Cyber

About This Site


There is good reason to create a semi-permanent residence on the web which you maintain some sovereignty over, though it is more effortful than outsourcing publishing to a social media platform. This site is published using a growing raft of optimisations to make updating and adding to the site easy. I’m not a programmer and I don’t know how to code, but I have made a few simple and inelegant tools work that streamline the production of this site.

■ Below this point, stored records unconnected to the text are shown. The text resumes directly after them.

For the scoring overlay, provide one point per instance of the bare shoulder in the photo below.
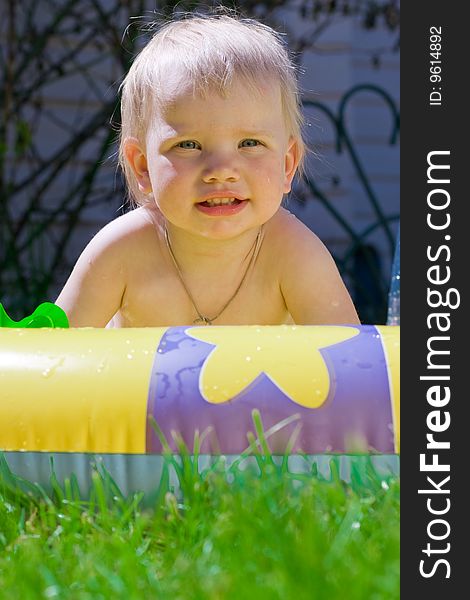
(291, 238)
(311, 285)
(95, 289)
(136, 226)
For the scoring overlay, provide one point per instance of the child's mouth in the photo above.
(221, 206)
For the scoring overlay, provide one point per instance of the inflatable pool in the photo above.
(119, 394)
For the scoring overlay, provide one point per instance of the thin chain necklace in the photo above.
(200, 317)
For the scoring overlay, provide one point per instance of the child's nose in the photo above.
(221, 168)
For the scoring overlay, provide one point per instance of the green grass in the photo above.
(259, 532)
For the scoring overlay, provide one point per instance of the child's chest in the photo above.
(160, 297)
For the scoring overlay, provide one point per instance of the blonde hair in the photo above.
(211, 50)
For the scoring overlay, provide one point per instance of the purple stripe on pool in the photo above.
(357, 410)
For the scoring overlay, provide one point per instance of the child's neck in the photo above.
(210, 255)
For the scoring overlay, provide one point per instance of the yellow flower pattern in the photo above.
(242, 354)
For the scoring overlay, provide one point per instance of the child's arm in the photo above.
(94, 290)
(311, 285)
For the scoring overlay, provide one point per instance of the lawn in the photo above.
(251, 530)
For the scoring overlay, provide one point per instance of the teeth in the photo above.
(219, 201)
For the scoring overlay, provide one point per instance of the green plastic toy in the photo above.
(46, 314)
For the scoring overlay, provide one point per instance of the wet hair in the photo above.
(210, 51)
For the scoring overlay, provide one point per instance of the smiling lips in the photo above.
(222, 206)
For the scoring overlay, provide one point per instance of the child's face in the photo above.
(203, 149)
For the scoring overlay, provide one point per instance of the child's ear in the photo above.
(137, 160)
(291, 162)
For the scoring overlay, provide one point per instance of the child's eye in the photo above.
(250, 143)
(189, 145)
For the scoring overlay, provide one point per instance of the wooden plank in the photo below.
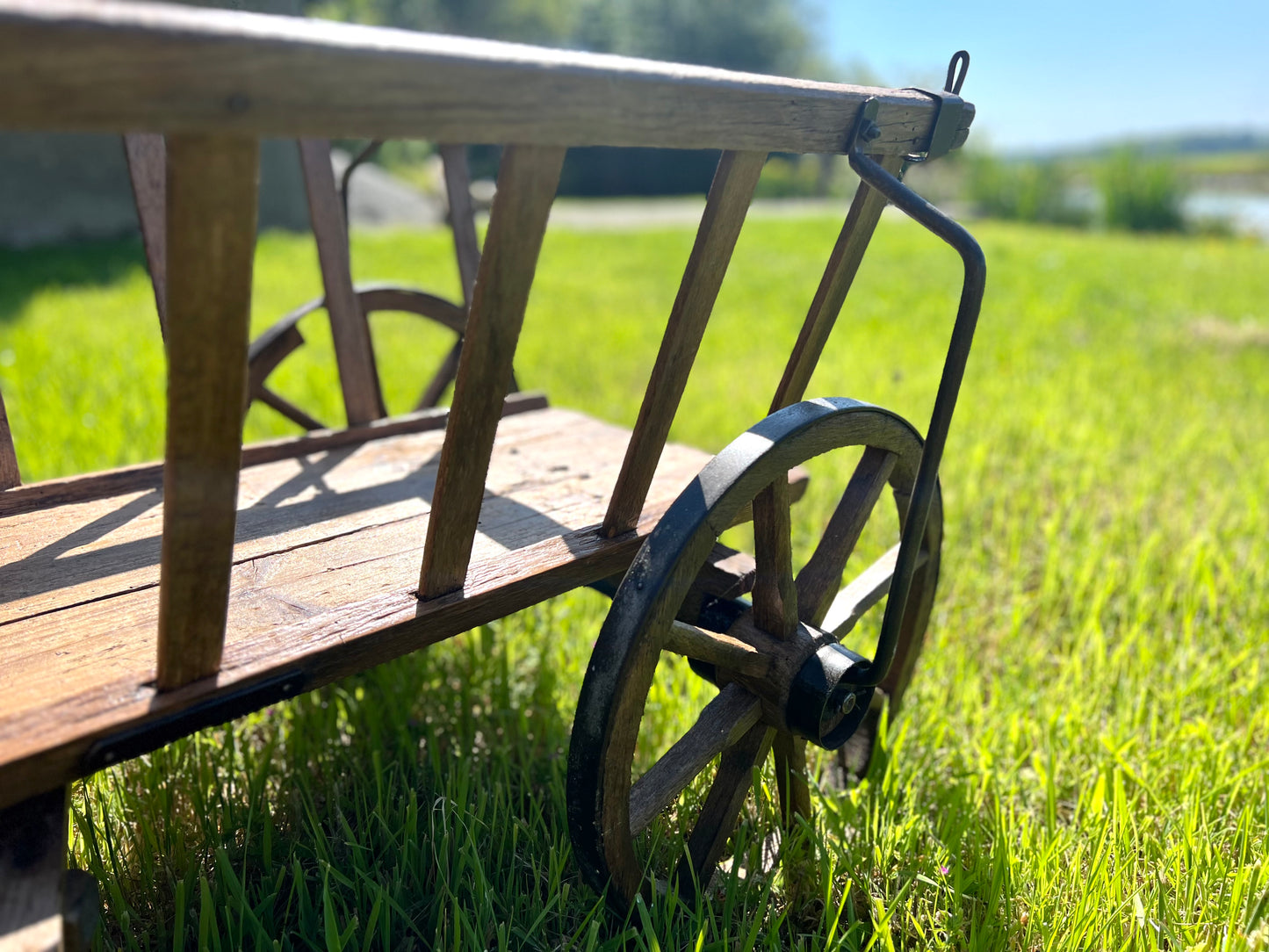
(32, 863)
(729, 199)
(354, 354)
(148, 168)
(9, 473)
(722, 723)
(211, 242)
(314, 593)
(176, 69)
(127, 479)
(527, 184)
(838, 276)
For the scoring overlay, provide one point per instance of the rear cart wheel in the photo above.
(783, 677)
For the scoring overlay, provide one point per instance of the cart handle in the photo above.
(949, 385)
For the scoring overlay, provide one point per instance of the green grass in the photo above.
(1083, 761)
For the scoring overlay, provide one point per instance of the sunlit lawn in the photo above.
(1083, 761)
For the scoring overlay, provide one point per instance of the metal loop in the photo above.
(953, 83)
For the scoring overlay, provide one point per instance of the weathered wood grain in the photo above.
(211, 242)
(527, 183)
(32, 863)
(722, 723)
(324, 578)
(839, 274)
(174, 69)
(730, 194)
(127, 479)
(148, 169)
(354, 354)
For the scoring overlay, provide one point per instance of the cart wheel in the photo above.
(775, 692)
(283, 338)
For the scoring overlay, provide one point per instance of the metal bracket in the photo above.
(947, 119)
(153, 735)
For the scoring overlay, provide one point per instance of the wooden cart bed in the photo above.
(324, 581)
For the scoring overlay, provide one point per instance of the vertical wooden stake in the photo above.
(9, 473)
(351, 335)
(730, 194)
(211, 242)
(148, 162)
(847, 253)
(527, 182)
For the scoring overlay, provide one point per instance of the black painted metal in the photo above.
(824, 704)
(136, 741)
(949, 385)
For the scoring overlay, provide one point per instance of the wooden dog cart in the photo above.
(141, 604)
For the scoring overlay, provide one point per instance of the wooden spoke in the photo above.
(287, 409)
(721, 650)
(443, 377)
(211, 242)
(795, 794)
(351, 336)
(721, 809)
(775, 590)
(863, 593)
(821, 576)
(722, 724)
(528, 178)
(730, 194)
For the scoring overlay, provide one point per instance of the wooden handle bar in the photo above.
(94, 65)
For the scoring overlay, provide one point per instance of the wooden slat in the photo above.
(9, 473)
(32, 863)
(211, 242)
(148, 162)
(729, 199)
(128, 479)
(462, 214)
(722, 723)
(527, 184)
(838, 276)
(354, 354)
(176, 69)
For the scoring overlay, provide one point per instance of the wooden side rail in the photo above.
(89, 65)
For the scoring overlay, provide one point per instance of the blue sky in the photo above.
(1074, 71)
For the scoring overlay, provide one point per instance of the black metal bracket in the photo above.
(949, 384)
(951, 107)
(155, 734)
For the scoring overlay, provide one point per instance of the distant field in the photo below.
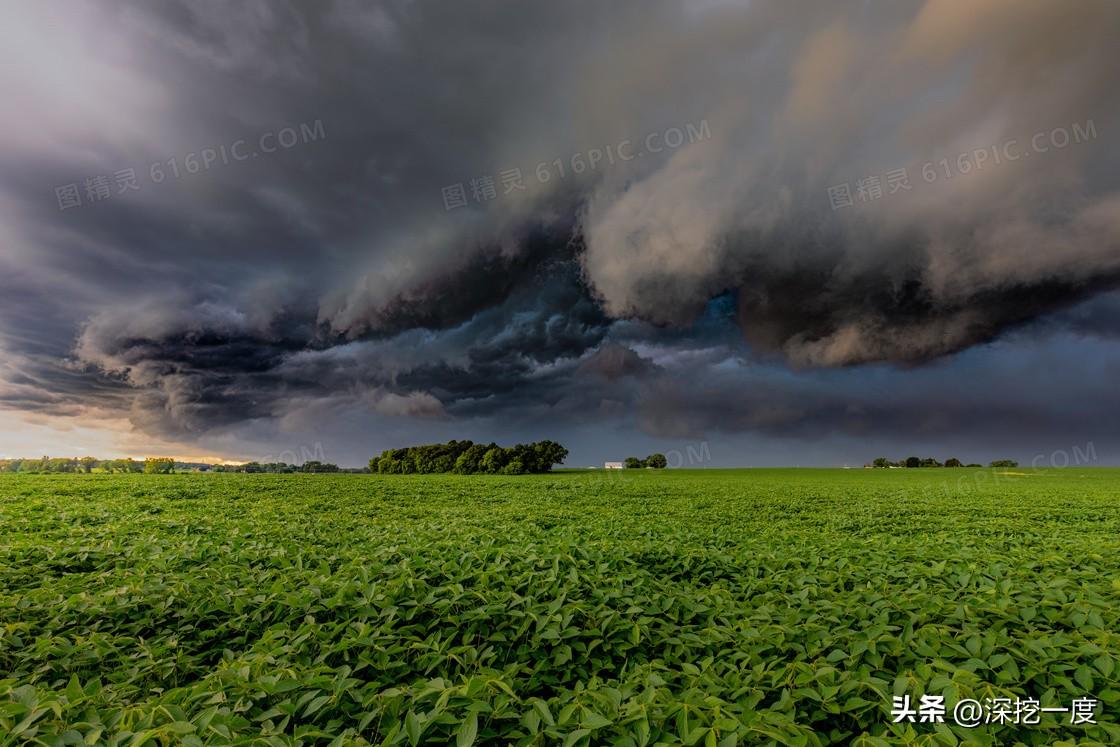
(708, 607)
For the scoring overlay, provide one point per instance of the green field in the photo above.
(709, 607)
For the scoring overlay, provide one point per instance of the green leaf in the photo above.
(467, 731)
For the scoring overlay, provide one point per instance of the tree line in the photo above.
(653, 461)
(469, 458)
(930, 461)
(86, 465)
(154, 466)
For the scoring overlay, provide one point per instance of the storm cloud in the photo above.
(663, 217)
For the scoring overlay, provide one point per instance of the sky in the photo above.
(738, 233)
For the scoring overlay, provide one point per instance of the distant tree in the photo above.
(493, 460)
(470, 461)
(158, 466)
(514, 467)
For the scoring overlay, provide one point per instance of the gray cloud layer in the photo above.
(330, 276)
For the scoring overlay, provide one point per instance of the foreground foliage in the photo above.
(630, 608)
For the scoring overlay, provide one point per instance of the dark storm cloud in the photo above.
(330, 274)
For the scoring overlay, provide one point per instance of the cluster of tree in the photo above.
(469, 458)
(930, 461)
(280, 468)
(654, 461)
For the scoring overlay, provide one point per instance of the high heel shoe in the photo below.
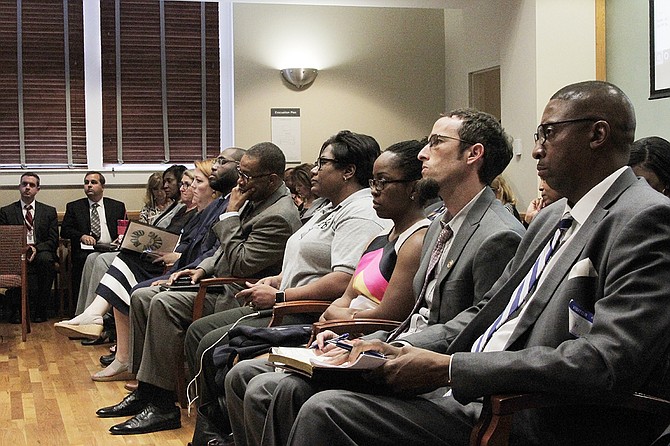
(106, 337)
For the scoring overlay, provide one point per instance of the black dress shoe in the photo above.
(130, 405)
(151, 419)
(106, 360)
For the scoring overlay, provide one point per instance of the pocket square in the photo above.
(583, 268)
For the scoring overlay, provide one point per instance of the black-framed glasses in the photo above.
(222, 161)
(320, 161)
(435, 139)
(380, 184)
(544, 130)
(250, 177)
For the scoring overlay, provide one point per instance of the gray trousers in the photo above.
(95, 267)
(158, 322)
(274, 408)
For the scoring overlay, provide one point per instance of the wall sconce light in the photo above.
(299, 77)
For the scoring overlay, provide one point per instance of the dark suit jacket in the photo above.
(616, 267)
(45, 224)
(77, 221)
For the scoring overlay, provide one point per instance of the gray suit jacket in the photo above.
(616, 268)
(254, 246)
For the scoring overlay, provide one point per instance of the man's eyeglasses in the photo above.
(544, 130)
(320, 161)
(381, 183)
(222, 161)
(250, 177)
(435, 139)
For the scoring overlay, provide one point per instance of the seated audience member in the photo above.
(41, 222)
(504, 193)
(155, 199)
(253, 231)
(299, 181)
(129, 268)
(547, 196)
(320, 257)
(173, 218)
(88, 221)
(462, 256)
(593, 324)
(650, 159)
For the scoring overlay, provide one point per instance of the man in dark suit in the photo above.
(466, 150)
(41, 222)
(595, 322)
(253, 231)
(88, 221)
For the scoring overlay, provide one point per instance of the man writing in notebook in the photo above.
(581, 309)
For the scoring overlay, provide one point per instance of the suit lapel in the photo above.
(458, 244)
(569, 256)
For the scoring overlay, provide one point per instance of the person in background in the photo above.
(299, 181)
(88, 221)
(155, 199)
(504, 193)
(650, 159)
(547, 196)
(41, 222)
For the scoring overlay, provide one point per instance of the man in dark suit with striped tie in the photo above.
(88, 221)
(41, 224)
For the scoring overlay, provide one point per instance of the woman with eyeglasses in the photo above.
(381, 286)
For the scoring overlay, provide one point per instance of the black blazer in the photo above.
(45, 224)
(77, 220)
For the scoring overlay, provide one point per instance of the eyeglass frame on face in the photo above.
(434, 140)
(321, 160)
(379, 184)
(248, 178)
(542, 132)
(218, 159)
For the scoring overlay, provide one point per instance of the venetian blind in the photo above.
(42, 117)
(160, 79)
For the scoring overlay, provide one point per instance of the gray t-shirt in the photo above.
(332, 240)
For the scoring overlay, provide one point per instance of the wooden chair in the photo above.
(495, 422)
(14, 268)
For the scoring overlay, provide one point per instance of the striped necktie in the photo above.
(527, 285)
(95, 221)
(29, 217)
(445, 235)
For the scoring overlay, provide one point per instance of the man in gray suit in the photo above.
(470, 245)
(595, 322)
(253, 232)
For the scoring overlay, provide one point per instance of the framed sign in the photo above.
(659, 48)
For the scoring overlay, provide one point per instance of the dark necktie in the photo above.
(95, 221)
(445, 235)
(29, 217)
(527, 285)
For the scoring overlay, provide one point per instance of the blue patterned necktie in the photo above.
(527, 285)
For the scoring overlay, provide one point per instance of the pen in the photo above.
(349, 347)
(341, 337)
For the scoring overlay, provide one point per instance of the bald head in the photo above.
(604, 101)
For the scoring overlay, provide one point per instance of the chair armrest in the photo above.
(495, 422)
(199, 302)
(297, 306)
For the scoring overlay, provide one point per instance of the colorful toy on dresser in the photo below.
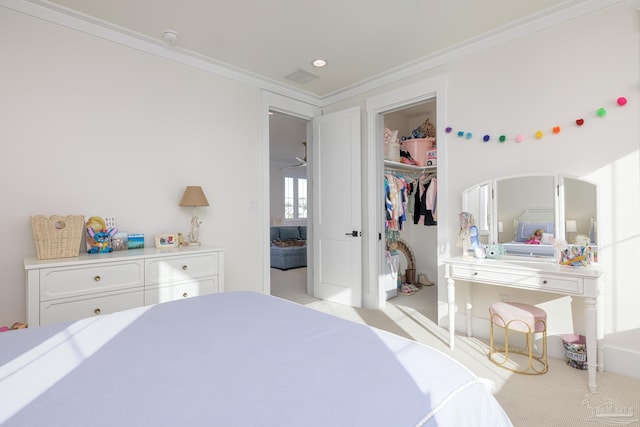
(99, 236)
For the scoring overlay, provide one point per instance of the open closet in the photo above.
(410, 197)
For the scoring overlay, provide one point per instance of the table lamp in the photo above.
(571, 226)
(194, 196)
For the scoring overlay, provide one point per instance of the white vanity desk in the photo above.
(542, 276)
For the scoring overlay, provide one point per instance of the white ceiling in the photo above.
(362, 40)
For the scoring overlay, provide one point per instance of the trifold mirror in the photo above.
(510, 211)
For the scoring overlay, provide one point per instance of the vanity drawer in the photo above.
(64, 282)
(79, 308)
(179, 268)
(188, 289)
(551, 283)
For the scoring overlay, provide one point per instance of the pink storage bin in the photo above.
(418, 149)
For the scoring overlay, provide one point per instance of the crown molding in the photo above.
(88, 25)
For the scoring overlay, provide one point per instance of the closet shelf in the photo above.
(402, 167)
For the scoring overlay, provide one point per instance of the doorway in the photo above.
(288, 155)
(435, 89)
(411, 243)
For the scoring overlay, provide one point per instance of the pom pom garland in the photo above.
(600, 112)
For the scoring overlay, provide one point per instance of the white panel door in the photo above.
(337, 222)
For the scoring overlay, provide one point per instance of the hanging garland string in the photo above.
(601, 112)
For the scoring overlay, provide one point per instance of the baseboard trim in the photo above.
(619, 358)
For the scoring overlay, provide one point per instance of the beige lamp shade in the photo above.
(193, 196)
(572, 226)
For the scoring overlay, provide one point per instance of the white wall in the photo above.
(91, 127)
(539, 81)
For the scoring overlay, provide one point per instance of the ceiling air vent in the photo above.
(301, 76)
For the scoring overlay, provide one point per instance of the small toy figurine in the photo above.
(536, 237)
(98, 237)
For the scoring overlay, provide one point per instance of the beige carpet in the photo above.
(557, 398)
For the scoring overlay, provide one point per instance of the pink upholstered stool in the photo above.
(522, 318)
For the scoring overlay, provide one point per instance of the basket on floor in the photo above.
(57, 236)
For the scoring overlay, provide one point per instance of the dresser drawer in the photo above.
(179, 268)
(543, 282)
(78, 308)
(191, 288)
(64, 282)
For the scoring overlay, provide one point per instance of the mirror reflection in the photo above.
(525, 214)
(580, 210)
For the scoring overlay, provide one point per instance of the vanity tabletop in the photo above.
(524, 265)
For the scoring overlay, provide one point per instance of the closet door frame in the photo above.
(376, 107)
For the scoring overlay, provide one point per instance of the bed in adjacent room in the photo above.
(525, 225)
(232, 359)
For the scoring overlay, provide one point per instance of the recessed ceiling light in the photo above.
(170, 35)
(319, 63)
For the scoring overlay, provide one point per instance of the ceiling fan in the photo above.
(302, 161)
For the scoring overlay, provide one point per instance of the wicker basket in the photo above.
(57, 236)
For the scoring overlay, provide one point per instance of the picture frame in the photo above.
(167, 241)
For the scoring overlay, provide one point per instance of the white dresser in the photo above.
(92, 284)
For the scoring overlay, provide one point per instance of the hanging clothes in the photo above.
(425, 201)
(396, 190)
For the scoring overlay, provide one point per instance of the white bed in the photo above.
(524, 226)
(232, 359)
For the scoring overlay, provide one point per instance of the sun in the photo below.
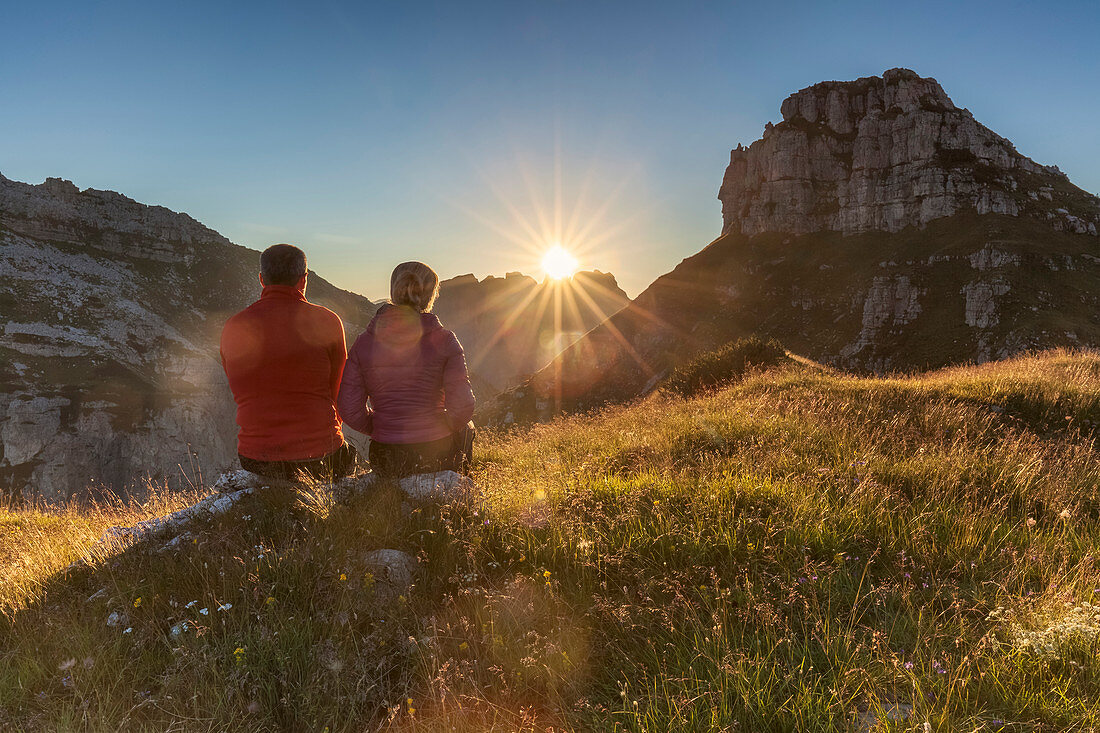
(558, 263)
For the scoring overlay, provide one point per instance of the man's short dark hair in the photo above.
(282, 264)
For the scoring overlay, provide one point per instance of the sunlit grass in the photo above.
(799, 551)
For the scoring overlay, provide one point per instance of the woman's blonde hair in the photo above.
(414, 284)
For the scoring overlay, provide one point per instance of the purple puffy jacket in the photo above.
(414, 372)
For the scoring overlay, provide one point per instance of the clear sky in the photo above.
(372, 133)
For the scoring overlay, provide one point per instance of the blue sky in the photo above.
(372, 133)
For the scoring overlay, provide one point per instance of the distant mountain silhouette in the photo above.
(878, 227)
(513, 326)
(111, 316)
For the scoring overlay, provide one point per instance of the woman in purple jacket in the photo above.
(406, 385)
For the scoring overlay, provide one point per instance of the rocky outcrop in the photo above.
(879, 227)
(110, 313)
(884, 153)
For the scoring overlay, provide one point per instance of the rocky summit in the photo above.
(878, 227)
(110, 315)
(884, 153)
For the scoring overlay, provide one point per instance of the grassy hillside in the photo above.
(803, 550)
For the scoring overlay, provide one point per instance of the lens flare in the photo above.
(558, 263)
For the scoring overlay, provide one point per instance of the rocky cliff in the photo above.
(110, 314)
(513, 326)
(878, 227)
(884, 153)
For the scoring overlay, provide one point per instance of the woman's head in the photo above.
(414, 284)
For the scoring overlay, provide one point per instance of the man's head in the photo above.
(283, 264)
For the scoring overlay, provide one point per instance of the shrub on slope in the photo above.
(724, 365)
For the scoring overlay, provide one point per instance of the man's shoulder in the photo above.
(242, 316)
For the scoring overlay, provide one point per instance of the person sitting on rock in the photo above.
(284, 358)
(414, 373)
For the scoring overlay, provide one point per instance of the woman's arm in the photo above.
(351, 403)
(458, 394)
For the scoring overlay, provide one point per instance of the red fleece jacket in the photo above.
(284, 358)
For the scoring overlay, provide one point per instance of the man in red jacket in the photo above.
(284, 358)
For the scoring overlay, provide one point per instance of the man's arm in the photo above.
(351, 402)
(458, 394)
(338, 357)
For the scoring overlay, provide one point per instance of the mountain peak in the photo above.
(840, 105)
(882, 153)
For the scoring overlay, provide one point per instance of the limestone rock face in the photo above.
(110, 316)
(884, 153)
(510, 327)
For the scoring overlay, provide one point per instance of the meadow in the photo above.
(802, 550)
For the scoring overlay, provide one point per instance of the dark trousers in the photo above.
(398, 460)
(337, 465)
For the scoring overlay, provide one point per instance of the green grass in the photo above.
(787, 554)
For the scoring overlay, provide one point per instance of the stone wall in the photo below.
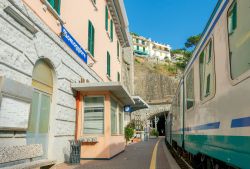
(153, 86)
(19, 51)
(128, 69)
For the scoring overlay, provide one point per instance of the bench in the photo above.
(23, 157)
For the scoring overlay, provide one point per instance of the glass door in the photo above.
(39, 120)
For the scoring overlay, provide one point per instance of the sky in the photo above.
(169, 21)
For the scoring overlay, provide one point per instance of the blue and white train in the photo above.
(209, 121)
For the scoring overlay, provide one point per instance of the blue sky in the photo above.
(169, 21)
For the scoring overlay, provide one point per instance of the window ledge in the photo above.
(109, 36)
(108, 77)
(54, 13)
(117, 135)
(94, 4)
(93, 61)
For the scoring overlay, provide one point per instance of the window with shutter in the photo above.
(108, 64)
(106, 18)
(118, 49)
(56, 4)
(111, 30)
(93, 115)
(118, 76)
(121, 120)
(91, 38)
(113, 117)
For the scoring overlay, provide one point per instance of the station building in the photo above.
(66, 72)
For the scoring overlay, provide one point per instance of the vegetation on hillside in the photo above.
(187, 51)
(163, 67)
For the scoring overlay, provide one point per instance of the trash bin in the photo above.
(75, 151)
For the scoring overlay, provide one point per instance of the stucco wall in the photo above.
(18, 54)
(76, 16)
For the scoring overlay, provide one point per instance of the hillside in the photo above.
(155, 83)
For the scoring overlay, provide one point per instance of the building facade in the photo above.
(145, 47)
(47, 48)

Programs used to produce this site

  • Obsidian (writing, staging, organising notes)
    • Deployment folder, includes plaintext markdown body of each live page
    • Staging folder, includes unfinished pages and fragments
  • Pandoc (templating and conversion from markdown -> HTML)
    • Template files for various unique pages on the site (such as the Vault or the Kitchen), as well as generic template files for pages like this one
    • Commands with specific options chosen for each page, stored in shell script files to be called on by simple command from the terminal.
  • MacOS Terminal (running scripts to automate production)
    • Scripts to automate various processes– stage site, publish site, update vault contents, etc
  • Git (pushing changes to serverside repository)
    • YAML metadata hook file stored in remote directory serverside to send all files onward to public_html
  • Sublime Text (HTML/CSS editing, writing template files)

Rendering Vault with zsh Script and Pandoc

The Vault page of this site is spawned from a folder of PDFs in the site’s root directory. It doesn’t require me to manually add links to each file, and I can deal exclusively with files on my desktop, and have them made accessible via the vault automatically at every git push.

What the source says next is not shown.